“Proven dividend growers can definitely help bolster returns when inflation is rising. In fact, nearly half of a market’s return comes from dividends,” she said. “So for me, companies with pricing power and growing dividends are very attractive in this market environment.”

Other long-term opportunities can be found in companies with strong innovation programs, she said, such as healthcare companies, where innovation is taking place both on the product side and the services side, but also where there are attractive valuations on real earnings and cash flow.

And in ESG, HVAC companies that are addressing the fact that 40% of greenhouse gasses are caused by buildings, and 40% of buildings’ energy use is deployed in heating and cooling, make good investments, she said. So do railroads, where “iron on iron is a lot more efficient than rubber on road. So a railroad can move one ton of freight 500 miles on just one gallon of fuel.”

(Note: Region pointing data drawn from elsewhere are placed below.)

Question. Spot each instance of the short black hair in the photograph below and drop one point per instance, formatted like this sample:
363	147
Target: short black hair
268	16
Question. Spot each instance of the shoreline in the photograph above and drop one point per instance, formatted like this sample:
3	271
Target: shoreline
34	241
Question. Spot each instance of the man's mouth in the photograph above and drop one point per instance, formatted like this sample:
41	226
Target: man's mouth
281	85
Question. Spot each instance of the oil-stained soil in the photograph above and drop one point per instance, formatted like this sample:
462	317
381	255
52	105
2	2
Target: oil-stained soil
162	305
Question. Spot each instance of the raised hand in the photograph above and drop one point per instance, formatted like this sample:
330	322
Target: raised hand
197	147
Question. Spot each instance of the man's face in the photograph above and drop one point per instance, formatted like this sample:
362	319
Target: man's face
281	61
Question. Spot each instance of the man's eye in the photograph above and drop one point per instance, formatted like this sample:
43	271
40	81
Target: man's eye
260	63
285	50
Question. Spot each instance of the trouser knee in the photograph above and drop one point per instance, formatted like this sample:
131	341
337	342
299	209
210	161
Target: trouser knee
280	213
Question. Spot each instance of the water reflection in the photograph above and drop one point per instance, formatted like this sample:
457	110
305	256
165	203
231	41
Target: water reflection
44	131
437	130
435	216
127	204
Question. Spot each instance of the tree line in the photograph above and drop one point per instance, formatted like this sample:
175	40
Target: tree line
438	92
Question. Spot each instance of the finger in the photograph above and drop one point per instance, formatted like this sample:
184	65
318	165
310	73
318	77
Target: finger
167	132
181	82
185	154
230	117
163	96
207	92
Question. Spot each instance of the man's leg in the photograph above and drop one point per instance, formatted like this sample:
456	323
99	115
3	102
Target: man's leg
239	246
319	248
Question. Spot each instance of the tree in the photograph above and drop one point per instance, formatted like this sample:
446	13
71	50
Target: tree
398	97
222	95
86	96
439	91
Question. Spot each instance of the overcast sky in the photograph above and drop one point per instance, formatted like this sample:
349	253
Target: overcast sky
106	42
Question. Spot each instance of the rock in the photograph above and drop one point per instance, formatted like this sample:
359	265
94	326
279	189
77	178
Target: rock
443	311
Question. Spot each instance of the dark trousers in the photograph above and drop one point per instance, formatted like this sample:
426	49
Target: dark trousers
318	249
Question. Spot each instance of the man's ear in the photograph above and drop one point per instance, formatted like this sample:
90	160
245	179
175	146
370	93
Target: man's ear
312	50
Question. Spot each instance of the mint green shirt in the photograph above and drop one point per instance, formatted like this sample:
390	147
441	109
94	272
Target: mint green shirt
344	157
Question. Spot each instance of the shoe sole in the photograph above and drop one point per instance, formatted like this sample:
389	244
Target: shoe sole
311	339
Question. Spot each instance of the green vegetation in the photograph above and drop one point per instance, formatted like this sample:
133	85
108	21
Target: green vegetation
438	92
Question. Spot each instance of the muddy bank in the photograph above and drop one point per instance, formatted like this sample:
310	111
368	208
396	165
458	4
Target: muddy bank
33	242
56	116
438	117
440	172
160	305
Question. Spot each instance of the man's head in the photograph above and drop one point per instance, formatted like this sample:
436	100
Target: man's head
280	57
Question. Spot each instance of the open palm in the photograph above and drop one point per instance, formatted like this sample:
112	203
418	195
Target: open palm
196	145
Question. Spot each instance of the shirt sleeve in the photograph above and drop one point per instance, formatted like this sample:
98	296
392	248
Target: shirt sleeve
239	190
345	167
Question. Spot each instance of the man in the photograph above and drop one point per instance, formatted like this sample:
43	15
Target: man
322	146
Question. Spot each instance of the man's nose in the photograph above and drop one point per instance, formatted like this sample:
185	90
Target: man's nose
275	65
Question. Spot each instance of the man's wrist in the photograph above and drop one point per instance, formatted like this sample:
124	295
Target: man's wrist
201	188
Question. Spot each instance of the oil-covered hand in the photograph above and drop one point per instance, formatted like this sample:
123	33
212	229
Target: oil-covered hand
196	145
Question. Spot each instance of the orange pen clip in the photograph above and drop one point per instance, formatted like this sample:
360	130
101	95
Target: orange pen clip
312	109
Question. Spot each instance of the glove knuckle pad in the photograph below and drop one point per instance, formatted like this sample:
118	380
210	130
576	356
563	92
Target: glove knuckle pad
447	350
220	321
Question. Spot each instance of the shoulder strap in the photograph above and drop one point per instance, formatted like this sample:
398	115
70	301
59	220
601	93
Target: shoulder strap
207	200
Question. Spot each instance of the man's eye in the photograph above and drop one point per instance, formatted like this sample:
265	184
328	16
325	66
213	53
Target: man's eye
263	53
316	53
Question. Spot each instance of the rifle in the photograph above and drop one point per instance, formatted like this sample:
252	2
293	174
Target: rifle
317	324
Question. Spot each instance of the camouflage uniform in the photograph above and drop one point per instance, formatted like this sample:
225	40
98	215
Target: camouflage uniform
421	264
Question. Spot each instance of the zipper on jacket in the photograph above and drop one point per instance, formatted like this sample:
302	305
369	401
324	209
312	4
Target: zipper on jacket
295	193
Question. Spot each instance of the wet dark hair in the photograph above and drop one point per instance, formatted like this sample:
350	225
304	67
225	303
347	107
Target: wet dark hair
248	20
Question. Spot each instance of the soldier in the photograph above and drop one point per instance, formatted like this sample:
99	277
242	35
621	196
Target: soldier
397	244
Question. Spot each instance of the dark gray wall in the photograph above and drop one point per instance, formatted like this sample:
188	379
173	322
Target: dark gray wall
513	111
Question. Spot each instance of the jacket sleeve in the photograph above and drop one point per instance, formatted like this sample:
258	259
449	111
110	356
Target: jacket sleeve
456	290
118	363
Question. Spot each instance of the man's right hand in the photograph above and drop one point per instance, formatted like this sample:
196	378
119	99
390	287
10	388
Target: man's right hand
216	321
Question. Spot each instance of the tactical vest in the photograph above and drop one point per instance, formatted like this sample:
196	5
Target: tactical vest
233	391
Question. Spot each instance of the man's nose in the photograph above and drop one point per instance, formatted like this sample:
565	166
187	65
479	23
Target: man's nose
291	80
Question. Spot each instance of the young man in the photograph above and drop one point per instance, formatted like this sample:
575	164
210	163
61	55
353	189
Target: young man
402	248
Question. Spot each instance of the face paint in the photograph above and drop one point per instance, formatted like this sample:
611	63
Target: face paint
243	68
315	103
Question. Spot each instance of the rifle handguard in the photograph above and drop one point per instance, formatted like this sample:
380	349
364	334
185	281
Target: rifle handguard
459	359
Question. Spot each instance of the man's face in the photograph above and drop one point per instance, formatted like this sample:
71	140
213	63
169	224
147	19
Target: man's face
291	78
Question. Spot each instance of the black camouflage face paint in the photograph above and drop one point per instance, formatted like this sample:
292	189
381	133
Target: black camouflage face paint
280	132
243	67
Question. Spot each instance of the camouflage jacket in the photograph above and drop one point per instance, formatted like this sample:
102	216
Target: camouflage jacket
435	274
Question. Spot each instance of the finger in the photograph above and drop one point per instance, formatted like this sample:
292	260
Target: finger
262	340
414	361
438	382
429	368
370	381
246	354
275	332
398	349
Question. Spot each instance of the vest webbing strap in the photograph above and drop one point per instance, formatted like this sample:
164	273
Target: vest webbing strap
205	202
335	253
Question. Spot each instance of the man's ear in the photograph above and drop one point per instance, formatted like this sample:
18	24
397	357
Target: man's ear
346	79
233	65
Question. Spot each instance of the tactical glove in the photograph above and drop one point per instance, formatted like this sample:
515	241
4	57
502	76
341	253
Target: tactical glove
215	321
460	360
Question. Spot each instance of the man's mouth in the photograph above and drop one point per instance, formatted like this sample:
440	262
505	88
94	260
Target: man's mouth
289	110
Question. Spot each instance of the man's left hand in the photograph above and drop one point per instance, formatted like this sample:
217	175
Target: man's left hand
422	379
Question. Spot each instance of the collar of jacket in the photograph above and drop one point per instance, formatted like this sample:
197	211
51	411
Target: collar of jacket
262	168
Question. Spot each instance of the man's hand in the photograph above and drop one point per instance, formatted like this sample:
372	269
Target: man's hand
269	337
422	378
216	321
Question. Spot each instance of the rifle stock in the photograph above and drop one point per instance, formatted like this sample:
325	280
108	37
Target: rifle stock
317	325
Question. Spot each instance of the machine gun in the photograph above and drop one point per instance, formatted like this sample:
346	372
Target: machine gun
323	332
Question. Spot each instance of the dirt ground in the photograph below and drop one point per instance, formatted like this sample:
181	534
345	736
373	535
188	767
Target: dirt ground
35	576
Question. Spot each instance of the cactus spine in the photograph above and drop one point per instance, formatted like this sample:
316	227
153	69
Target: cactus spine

As the global economy’s likelihood of recession rises, making plans for the future includes predicting where it will hit and how hard. One thing’s for sure, Lind said, and that’s where the U.S. goes, so goes everyone else.  

“I think it’s fair to say that if we do get a U.S. recession, it will be very difficult for other economies around the world to decouple themselves away from that,” he said. “The U.S. tends to dictate the global financial cycle. So if the U.S. goes down, it’s going to drag the major European economies with it.”